Sur les renseignements que donna l’hôte, Sophie demanda des chevaux, et s’en procura avec peine d’assez mauvais qui la menèrent à l’auberge où Jones avoit été retenu plusieurs jours, moins par la gravité de sa blessure, que par l’ignorance de son chirurgien.
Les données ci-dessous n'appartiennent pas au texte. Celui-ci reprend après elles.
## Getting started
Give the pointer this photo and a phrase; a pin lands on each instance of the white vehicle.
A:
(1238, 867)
Ici Honora, chargée d’une nouvelle enquête, n’eut pas plus tôt dépeint à l’hôtesse la personne de M. Jones, que la fine mouche commença, comme on dit, à éventer la mèche. Lorsque Sophie entra, sans répondre à la suivante : « Bonté divine ! dit-elle s’adressant à la maîtresse, qui l’auroit cru ? Sur ma parole, voilà le plus aimable couple qu’il soit possible de voir. Ma foi, mademoiselle, je ne m’étonne pas que le jeune écuyer coure ainsi après vous. Il m’a dit que vous étiez la plus belle dame du monde, et assurément il ne m’a pas trompée. Le pauvre jeune homme, Dieu ait pitié de lui ! je l’ai bien plaint, oui, je l’ai plaint de toute mon ame, quand je l’ai vu embrasser tendrement son oreiller, et l’appeler sa chère Sophie. J’ai fait tout ce que j’ai pu pour

  1. C’étoit le village où Jones avoit rencontré le quaker.